Google’s AutoFlip for Automated AI-Enabled Video Reframing

Google has unveiled AutoFlip, an open source, AI-enabled tool that offers smarter, automated video reframing. A lot of video is captured in landscape aspect ratios such as 16:9 and 4:3, not optimized for different (read: vertical) display devices. The traditional method has been to statically crop the material that doesn’t fit in the destination device, but that usually offers an unsatisfactory result. AutoFlip, however, relies on AI object detection and tracking to intelligently understand the video content.

VentureBeat reports that Google Research senior software engineers Nathan Frey and Zheng Sun said they were “excited to release this tool directly to developers and filmmakers, reducing the barriers to their design creativity and reach through the automation of video editing.”

“The ability to adapt any video format to various aspect ratios is becoming increasingly important as the diversity of devices for video content consumption continues to rapidly increase,” they added.

AutoFlip “detects changes in the composition that signify scene changes in order to isolate scenes for processing.” It detects the changes by computing the color histogram of each frame and comparing it to prior frames.
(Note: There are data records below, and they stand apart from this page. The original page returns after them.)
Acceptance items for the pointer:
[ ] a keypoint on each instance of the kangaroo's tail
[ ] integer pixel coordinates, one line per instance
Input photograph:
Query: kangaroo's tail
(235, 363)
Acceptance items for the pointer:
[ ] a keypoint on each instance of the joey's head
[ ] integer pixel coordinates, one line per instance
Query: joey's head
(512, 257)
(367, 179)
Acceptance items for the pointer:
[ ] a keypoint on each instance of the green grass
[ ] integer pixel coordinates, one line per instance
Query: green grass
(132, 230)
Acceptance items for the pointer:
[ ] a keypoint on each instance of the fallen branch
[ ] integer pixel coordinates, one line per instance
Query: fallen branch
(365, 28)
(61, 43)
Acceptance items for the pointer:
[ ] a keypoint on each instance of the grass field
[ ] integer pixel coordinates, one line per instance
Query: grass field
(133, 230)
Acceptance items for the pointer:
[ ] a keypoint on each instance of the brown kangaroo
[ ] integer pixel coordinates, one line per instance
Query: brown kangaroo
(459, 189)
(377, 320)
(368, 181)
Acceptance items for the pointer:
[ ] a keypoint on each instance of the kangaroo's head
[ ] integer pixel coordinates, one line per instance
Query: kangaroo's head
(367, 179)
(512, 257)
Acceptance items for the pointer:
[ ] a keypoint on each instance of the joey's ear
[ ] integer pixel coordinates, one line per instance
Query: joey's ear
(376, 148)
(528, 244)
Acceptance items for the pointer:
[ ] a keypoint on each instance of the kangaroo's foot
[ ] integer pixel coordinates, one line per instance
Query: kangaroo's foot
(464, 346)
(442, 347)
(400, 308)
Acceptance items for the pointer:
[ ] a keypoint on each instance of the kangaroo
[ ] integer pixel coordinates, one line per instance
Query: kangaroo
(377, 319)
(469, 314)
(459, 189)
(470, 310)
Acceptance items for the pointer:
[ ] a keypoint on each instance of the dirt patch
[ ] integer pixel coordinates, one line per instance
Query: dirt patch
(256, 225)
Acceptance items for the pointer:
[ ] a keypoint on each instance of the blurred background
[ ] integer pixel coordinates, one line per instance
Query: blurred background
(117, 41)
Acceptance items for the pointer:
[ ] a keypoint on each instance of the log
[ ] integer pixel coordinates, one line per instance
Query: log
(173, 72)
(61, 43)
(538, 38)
Each shot relies on “video analysis to identify salient content before reframing the scene, chiefly by selecting an optimized camera mode and path.” AutoFlip then “buffers the video until the scene is complete before making reframing decisions in order to optimize the reframing for the entire scene.”
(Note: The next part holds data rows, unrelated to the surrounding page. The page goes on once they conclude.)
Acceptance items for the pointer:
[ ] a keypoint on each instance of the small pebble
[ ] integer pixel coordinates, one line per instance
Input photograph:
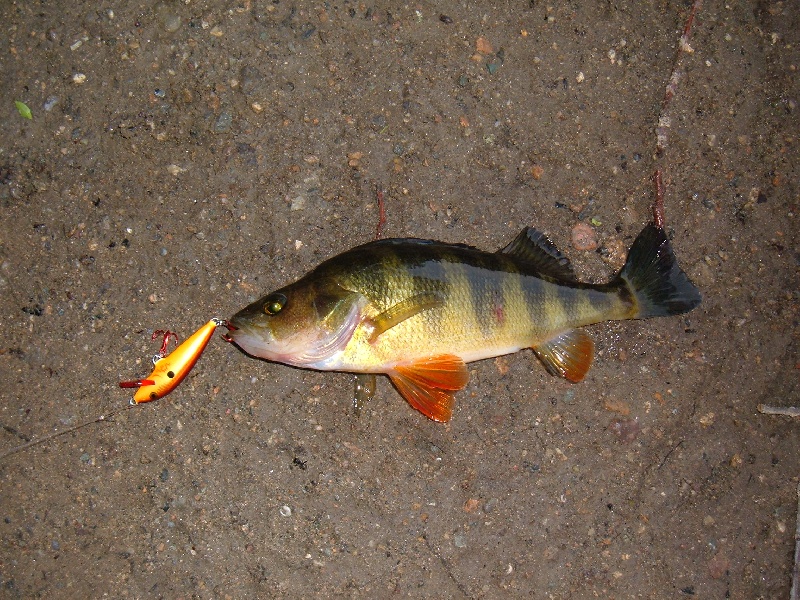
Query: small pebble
(583, 237)
(223, 122)
(172, 23)
(50, 103)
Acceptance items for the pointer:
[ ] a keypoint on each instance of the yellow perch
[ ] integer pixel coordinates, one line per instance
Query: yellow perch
(418, 310)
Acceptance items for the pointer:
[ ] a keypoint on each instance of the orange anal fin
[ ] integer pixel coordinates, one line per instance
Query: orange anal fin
(429, 385)
(569, 355)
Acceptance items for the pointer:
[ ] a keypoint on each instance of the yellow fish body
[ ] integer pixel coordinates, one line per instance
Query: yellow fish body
(418, 310)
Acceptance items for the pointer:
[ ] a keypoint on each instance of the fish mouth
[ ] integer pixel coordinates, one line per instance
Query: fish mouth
(253, 341)
(227, 336)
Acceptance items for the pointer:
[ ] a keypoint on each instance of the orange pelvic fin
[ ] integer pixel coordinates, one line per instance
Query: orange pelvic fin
(569, 355)
(429, 385)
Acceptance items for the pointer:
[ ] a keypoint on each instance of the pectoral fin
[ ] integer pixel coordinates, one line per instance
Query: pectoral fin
(403, 310)
(568, 355)
(429, 384)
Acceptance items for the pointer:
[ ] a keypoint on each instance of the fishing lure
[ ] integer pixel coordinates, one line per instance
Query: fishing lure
(171, 369)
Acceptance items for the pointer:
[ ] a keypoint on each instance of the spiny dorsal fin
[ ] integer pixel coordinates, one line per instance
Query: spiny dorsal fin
(537, 250)
(403, 310)
(568, 355)
(429, 384)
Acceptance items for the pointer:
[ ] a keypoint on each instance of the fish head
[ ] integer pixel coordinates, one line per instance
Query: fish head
(305, 324)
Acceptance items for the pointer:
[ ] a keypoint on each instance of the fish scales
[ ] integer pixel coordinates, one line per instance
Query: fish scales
(419, 310)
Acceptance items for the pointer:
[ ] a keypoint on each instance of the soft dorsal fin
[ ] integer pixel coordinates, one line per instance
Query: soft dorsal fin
(537, 250)
(430, 384)
(569, 355)
(403, 310)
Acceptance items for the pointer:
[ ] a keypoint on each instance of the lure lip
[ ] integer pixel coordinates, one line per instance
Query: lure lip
(136, 383)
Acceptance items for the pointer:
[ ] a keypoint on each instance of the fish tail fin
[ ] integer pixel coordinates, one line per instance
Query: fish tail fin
(652, 275)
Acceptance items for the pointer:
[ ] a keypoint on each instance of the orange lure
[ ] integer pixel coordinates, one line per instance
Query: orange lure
(170, 370)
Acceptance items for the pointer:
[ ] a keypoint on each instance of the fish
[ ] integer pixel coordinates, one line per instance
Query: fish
(419, 310)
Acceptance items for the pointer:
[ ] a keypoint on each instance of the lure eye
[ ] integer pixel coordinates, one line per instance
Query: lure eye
(274, 304)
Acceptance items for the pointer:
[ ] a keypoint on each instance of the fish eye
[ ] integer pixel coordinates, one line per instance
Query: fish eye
(274, 304)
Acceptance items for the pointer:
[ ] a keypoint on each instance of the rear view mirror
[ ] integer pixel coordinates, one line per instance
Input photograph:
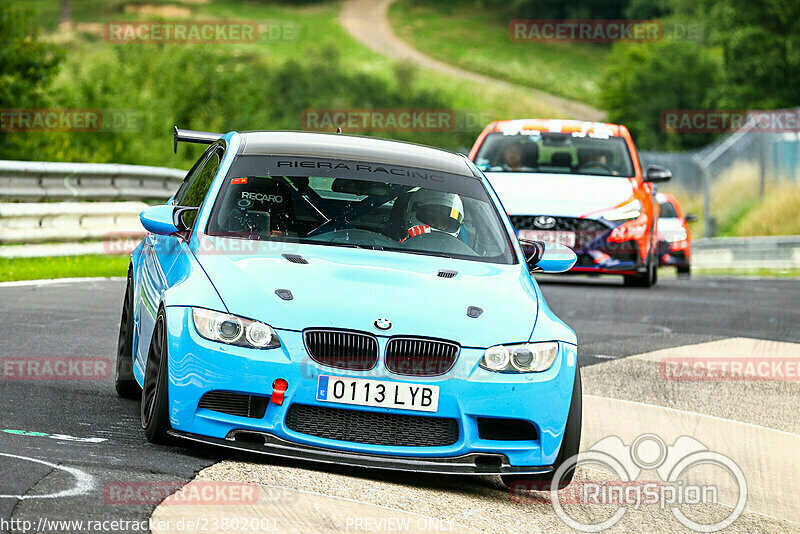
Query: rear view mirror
(657, 173)
(545, 257)
(360, 187)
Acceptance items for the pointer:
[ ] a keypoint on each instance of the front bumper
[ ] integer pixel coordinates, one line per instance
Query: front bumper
(601, 247)
(676, 254)
(466, 393)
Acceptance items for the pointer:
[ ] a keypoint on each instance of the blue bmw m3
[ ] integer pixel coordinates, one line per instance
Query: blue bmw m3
(349, 300)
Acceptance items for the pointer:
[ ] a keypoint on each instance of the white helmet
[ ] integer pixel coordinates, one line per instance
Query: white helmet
(443, 212)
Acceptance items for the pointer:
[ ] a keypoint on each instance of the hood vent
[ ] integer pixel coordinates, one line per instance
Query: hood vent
(295, 258)
(285, 294)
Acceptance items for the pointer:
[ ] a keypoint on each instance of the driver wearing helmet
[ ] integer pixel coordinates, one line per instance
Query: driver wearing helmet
(433, 211)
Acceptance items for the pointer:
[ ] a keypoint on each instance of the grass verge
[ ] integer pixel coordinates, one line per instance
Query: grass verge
(763, 273)
(12, 269)
(478, 40)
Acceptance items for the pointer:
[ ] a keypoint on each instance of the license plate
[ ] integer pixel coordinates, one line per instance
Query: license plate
(565, 238)
(384, 394)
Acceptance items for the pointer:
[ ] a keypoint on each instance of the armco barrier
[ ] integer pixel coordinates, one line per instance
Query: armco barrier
(747, 253)
(35, 181)
(67, 221)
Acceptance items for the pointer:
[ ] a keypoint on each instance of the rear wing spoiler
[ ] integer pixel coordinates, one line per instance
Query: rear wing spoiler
(191, 136)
AI-based object detection is used to “find interesting content in the frame, like people, animals, text overlays, logos, and motion … [and] face and object detection models are integrated with AutoFlip through MediaPipe, a framework that enables the development of pipelines for processing multimodal data, which uses Google’s TensorFlow Lite machine learning framework on processors.”

The latter’s structure, said Google, allows AutoFlip to be extensible “so developers can add detection algorithms for different use cases and video content.” AutoFlip chooses among stationary, panning or tracking techniques for reframing “depending on the way objects behave during the scene.”

Depending on the reframing strategy chosen, “AutoFlip determines a cropping window for each frame while preserving the content of interest.” A configuration graph creates settings for reframing so that “if it becomes impossible to cover all the required region, the system will automatically switch to a less aggressive strategy by applying a letterbox effect,” drawing on the solid color background (if one is available) to fill in the frame.

In the future, said Frey and Sun, the focus will be on “improving AutoFlip’s ability to detect ‘objects relevant to the intent of the video,’ such as speaker detection for interviews or animated face detection on cartoons, and ensuring input video with overlays on the edges of the screen (such as text or logos) aren’t cropped from the view.”